There are an estimated 10,000 U.S. citizens who are still stuck in Afghanistan, and another 20,000 Afghan interpreters and others who helped the war effort and will qualify for special immigrant visas already approved by Congress.

If Biden had not foolishly surrendered Bagram Airfield months ago, it would have been much easier to get these people to safety. And hopefully, each and every one of these people will escape Afghanistan alive. But they are not the only ones seeking to leave.

Between 2015 and 2020, almost 600,000 Afghans requested asylum in the European Union. Another 400,000 Afghans have been forced to leave their homes since fighting began this year. The U.N. Refugee Agency estimates that 30,000 refugees are leaving Afghanistan on a weekly basis.

Where will all these Afghans go?

After more than a million migrants fled to Europe from Syria in 2015, even formerly generous countries such as Germany became wary of taking in more refugees. “We cannot solve all of these problems by taking everyone in,” Angela Merkel said of Afghan refugees earlier this year.

Ideally, the United States would be a good destination for refugees fleeing a despotic and violent regime known for executing dissenters. But after years of Democrats encouraging abuse of our asylum system by those lacking any legitimate claim, the public feels taken advantage of.

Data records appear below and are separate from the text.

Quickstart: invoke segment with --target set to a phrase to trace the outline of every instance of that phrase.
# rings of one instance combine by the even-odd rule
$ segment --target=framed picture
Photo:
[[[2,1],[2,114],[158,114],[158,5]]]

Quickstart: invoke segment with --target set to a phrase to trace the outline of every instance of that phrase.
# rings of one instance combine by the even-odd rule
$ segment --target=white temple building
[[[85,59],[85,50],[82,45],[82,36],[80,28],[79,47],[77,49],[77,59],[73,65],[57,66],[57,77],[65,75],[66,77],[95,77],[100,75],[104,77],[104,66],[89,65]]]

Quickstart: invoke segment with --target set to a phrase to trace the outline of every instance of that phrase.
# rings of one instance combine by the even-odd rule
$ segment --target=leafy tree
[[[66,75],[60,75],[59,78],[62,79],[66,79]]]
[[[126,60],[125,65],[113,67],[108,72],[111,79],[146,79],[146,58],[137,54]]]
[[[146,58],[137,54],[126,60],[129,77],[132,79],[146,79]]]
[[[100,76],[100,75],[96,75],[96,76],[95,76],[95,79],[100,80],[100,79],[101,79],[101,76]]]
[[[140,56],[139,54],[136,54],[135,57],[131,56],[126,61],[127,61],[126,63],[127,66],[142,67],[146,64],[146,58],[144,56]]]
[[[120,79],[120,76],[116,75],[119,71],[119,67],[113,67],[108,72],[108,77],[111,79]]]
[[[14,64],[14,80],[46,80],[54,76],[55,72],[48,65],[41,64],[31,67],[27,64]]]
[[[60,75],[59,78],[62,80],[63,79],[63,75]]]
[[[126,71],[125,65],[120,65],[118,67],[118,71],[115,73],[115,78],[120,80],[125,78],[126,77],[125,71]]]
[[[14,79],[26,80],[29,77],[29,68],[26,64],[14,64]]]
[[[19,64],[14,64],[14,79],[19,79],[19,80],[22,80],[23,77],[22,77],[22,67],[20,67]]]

Migrants wishing to qualify for asylum in the U.S. must show they are being persecuted in their home country based on five specific criteria: race, religion, nationality, membership in a particular social group, or political opinion. Afghans fleeing Afghanistan because the Taliban will kill them for not following Sharia law would seem to fit easily into either the “religion” or “political opinion” category.

But since 2014, the U.S. southern border has been overrun with migrants making dubious asylum claims that do not fit any of these categories. Read any story about the new border crisis that Biden has caused, and you’ll hear that some combination of poverty, crime, violence, and even climate change are the reasons migrants are coming to the U.S. These may be good reasons for someone to try and leave their home country, but they are not legal grounds for asylum in the U.S.

And yet since 2014, hundreds of thousands of migrants have been allowed to enter and live in the U.S. while their clearly bogus asylum claims are litigated. Few of these migrants are ever granted asylum protection, but it is still a big win for them because fewer still are ever found and deported. Instead, the vast majority never finish their case in court and then live illegally in the U.S., waiting for the next amnesty from Democrats in Congress. No wonder the public has lost confidence in the asylum system.

If President Biden wants to help the Afghan people fleeing for their lives from the Taliban, his first order of business should be to restore order to Kabul airport and possibly even retake Bagram Airfield. But here at home, he could significantly improve support for taking in more Afghan refugees by ending the “catch and release” policies on the southern border that have created the current crisis.